A woman has learned to speak Mandarin after tests ahead of brain tumour surgery revealed she had an undiscovered talent for languages.

Mum Nicola Clark, 45, was wrongly diagnosed with epilepsy in 2010 after she started suffering absence seizures.

After medication for epilepsy failed to work and her seizures becoming more frequent she sought a second opinion.

She was finally diagnosed with a ganglioglioma brain tumour in 2017.

Nicola underwent brain surgery, called a craniotomy, in April 2018 and has not suffered a seizure since - but has developed a passion for languages.


During a series of tests prior to her surgery doctors discovered Nicola had 'great linguistic skills'.

The mum-of-one decided to put it to good use and has since learnt to speak Mandarin.

Now fighting fit, Nicola, said: "As a result of the neurological tests carried out on me ahead of surgery, I was told that I had great linguistic skills.

''I joked with the team about learning Chinese.

''After pulling through my surgery, I felt so good that that’s exactly what I did.

"In the year following brain surgery, I got a Mandarin qualification and hope it proves to my daughter that anything is possible if you put your mind to it."

She added: ''Over the course of seven years, I went from having an episode every couple of months to several a week.

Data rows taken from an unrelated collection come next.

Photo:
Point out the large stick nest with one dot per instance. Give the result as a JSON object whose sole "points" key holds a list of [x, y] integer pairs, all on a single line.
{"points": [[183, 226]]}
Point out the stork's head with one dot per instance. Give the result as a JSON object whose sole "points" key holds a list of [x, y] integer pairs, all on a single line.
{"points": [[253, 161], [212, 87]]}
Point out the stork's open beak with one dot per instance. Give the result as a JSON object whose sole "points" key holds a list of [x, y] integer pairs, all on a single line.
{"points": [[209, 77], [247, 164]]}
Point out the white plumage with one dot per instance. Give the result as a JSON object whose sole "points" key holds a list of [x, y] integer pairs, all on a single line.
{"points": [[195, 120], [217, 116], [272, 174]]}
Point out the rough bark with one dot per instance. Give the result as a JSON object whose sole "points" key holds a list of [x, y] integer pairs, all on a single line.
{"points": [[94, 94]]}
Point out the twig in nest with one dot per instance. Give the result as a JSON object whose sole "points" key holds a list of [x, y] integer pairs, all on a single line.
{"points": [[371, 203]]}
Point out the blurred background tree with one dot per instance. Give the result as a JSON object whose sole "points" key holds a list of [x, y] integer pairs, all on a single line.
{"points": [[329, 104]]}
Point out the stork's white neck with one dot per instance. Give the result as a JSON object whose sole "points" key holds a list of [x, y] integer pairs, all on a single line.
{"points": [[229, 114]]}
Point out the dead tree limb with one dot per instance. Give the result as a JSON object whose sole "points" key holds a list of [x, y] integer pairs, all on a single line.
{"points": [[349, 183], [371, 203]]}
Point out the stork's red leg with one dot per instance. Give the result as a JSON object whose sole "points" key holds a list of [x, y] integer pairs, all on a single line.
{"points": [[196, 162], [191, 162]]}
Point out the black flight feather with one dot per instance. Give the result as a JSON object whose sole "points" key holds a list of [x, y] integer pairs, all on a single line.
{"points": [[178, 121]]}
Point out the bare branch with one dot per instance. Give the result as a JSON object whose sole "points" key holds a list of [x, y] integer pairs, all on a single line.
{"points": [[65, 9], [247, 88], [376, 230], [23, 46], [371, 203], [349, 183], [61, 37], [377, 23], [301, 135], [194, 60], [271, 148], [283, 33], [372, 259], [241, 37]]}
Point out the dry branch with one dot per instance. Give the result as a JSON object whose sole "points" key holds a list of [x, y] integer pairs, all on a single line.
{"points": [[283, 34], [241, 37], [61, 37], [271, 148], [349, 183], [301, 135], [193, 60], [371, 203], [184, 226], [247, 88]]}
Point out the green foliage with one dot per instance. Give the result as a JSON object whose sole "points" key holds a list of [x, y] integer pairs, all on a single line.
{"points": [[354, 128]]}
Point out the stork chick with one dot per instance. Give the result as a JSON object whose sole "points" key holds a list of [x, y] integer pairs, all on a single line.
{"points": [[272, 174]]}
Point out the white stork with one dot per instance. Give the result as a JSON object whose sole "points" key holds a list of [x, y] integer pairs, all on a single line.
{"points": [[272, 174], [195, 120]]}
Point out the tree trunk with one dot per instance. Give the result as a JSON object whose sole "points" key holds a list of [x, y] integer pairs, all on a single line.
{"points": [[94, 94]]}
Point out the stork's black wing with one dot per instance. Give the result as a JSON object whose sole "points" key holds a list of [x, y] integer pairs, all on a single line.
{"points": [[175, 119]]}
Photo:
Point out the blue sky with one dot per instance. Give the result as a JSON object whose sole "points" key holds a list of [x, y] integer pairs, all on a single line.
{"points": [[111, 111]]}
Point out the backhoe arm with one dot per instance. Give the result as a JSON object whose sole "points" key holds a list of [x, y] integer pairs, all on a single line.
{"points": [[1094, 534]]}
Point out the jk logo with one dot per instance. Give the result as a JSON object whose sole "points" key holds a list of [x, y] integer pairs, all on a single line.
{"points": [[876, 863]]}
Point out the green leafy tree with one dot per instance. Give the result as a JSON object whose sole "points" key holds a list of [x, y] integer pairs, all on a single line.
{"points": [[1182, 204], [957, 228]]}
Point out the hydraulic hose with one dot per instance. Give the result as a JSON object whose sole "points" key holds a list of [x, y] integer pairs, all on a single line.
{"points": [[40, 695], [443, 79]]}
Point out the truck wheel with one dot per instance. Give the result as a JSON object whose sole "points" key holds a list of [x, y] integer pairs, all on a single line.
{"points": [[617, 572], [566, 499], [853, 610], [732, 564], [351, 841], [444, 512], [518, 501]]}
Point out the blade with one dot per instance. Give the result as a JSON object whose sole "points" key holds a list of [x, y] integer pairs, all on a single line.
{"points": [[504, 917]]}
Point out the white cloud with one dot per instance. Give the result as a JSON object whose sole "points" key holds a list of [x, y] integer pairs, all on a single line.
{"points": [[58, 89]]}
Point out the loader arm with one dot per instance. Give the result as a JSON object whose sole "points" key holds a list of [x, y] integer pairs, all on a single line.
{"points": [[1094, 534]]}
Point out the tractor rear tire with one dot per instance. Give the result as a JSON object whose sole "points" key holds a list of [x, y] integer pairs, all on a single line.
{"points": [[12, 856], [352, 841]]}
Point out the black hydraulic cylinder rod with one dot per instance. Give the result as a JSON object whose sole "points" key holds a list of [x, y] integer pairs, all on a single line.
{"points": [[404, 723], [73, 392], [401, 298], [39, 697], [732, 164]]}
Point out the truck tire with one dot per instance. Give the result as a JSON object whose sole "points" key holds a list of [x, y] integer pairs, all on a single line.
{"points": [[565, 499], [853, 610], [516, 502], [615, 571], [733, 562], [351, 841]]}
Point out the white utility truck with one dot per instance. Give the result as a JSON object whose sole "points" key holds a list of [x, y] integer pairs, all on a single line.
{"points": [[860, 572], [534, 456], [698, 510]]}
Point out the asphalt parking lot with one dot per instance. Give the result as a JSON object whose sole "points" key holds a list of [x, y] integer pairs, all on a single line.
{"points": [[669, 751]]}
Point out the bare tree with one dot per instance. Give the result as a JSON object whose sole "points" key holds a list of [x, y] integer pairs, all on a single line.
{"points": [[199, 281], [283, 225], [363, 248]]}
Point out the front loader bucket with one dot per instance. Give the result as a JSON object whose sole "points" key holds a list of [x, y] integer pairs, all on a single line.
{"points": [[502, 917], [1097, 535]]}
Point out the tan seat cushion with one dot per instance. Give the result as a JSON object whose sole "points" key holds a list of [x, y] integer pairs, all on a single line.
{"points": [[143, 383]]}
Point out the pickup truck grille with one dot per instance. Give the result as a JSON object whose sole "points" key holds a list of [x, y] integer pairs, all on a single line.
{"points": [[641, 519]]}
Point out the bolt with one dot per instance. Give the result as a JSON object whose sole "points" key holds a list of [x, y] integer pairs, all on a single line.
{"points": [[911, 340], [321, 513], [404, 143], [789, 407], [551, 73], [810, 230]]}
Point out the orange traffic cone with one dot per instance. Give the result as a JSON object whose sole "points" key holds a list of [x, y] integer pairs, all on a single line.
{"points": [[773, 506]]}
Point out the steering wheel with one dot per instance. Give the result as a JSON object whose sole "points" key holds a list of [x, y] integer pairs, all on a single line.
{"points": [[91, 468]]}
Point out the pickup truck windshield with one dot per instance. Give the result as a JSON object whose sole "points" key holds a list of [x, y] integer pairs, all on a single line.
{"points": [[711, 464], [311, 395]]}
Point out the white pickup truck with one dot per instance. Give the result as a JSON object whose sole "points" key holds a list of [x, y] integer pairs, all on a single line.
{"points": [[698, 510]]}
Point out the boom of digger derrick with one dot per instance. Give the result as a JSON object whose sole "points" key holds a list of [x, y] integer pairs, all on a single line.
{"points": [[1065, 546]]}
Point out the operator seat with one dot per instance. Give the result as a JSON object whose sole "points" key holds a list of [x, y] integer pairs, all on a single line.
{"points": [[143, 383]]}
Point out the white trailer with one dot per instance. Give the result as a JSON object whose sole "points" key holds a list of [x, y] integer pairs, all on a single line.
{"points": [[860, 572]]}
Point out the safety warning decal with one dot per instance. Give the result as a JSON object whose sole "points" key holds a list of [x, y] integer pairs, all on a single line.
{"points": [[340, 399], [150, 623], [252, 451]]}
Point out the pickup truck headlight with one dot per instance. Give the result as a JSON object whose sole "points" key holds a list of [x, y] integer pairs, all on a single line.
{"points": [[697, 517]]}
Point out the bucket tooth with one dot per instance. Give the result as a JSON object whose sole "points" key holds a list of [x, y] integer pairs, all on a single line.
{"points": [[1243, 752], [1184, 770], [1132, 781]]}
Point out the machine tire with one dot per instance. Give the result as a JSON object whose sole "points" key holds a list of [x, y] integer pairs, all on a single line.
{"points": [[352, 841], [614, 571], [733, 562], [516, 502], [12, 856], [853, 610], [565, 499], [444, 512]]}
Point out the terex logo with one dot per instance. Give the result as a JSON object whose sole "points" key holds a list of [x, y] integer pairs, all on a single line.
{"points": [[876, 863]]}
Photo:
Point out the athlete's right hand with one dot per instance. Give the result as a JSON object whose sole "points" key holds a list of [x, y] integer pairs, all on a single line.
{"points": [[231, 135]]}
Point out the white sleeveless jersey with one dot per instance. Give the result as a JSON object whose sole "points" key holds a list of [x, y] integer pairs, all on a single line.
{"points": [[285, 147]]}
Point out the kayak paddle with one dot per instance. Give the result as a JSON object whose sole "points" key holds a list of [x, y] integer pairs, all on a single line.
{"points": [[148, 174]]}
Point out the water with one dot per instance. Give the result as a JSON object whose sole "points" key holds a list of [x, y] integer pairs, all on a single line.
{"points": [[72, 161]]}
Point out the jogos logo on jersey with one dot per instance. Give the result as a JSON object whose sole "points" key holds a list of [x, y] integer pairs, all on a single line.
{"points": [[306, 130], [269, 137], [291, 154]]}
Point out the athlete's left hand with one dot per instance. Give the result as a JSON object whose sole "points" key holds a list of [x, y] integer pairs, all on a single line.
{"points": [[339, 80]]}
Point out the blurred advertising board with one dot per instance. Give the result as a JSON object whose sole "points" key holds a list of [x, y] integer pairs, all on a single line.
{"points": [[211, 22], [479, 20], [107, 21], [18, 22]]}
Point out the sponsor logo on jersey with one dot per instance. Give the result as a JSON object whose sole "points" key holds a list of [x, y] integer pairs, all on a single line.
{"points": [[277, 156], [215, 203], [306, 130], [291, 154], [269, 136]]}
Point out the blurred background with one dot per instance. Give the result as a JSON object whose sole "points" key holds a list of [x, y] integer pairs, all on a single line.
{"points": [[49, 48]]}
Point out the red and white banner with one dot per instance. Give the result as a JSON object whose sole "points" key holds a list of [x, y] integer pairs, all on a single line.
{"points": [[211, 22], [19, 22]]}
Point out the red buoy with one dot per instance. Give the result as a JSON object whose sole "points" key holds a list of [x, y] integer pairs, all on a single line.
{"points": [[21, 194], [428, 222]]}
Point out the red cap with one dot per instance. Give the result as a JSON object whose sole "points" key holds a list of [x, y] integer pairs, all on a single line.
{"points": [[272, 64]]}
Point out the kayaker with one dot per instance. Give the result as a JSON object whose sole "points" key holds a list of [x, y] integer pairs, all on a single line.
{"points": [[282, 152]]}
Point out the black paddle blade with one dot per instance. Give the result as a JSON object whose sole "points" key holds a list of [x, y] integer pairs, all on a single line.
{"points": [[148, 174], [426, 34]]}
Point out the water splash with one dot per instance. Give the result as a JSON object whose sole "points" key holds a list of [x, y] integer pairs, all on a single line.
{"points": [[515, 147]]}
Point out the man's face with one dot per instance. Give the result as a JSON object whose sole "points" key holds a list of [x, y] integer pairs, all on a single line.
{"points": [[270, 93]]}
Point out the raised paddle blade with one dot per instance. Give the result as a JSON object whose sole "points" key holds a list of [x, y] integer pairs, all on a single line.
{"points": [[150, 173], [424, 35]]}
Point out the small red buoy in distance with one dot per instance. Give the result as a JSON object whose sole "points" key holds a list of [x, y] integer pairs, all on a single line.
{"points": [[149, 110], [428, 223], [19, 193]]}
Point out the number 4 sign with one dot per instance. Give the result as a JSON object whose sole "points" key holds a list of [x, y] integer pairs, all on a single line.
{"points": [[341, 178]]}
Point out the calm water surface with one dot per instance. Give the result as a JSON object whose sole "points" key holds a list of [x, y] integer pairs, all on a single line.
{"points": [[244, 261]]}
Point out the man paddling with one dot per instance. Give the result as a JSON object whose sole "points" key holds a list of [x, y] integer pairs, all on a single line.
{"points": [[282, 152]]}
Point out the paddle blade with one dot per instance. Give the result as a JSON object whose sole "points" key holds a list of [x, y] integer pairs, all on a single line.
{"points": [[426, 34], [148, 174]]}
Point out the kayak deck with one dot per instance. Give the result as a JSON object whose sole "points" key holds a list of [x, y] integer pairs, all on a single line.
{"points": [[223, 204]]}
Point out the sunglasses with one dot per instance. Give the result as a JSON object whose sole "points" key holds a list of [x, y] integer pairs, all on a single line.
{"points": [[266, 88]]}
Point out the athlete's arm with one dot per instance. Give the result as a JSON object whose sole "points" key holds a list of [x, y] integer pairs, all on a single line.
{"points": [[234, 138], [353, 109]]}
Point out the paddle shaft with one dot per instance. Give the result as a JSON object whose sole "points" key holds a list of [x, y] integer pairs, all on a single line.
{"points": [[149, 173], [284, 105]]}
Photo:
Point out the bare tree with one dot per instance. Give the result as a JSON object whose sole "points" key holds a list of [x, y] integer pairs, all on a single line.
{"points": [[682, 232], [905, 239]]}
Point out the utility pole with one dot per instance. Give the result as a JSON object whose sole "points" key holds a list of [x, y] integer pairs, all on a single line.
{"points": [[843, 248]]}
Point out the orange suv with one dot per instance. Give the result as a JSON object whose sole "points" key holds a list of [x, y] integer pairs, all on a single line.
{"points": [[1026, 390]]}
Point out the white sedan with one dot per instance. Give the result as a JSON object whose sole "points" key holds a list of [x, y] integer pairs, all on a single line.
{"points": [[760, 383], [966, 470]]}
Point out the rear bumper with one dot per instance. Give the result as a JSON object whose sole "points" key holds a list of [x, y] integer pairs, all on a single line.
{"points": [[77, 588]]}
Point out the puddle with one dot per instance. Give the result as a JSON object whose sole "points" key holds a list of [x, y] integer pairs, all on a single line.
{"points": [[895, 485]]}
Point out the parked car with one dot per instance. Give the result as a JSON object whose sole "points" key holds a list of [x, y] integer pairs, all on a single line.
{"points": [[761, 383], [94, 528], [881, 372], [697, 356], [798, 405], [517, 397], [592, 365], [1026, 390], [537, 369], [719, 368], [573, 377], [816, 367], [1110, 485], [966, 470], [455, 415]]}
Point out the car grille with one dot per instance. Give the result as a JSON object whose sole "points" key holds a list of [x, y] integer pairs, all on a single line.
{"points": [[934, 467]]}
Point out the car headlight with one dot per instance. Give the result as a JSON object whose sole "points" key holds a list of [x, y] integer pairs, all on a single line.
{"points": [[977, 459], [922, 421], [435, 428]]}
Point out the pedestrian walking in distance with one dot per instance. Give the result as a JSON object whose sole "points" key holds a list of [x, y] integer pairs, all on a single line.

READ MORE>>> Mum who suffered blackouts found to have brain tumour the size of a golf ball

"Living my life was like walking a tightrope, never knowing if and where I’d fall from one day to the next. It made me painfully aware of quickly life can change, in an instant and without warning.''

Nicola, from Maldon, had been working in IT in a busy London law firm when she began to suffer seizures but has changed careers following her diagnosis.

She now works as a disability business mentor in order to advocate for people with invisible disabilities.

She said: "When you’re faced with your own mortality every day, it gives you a different perspective on life and, in my case, it’s made me want and be able to help others through their journeys.

"With that in mind, I’ve left my job in IT and now work as a disability business mentor, helping companies learn about people with invisible disabilities.”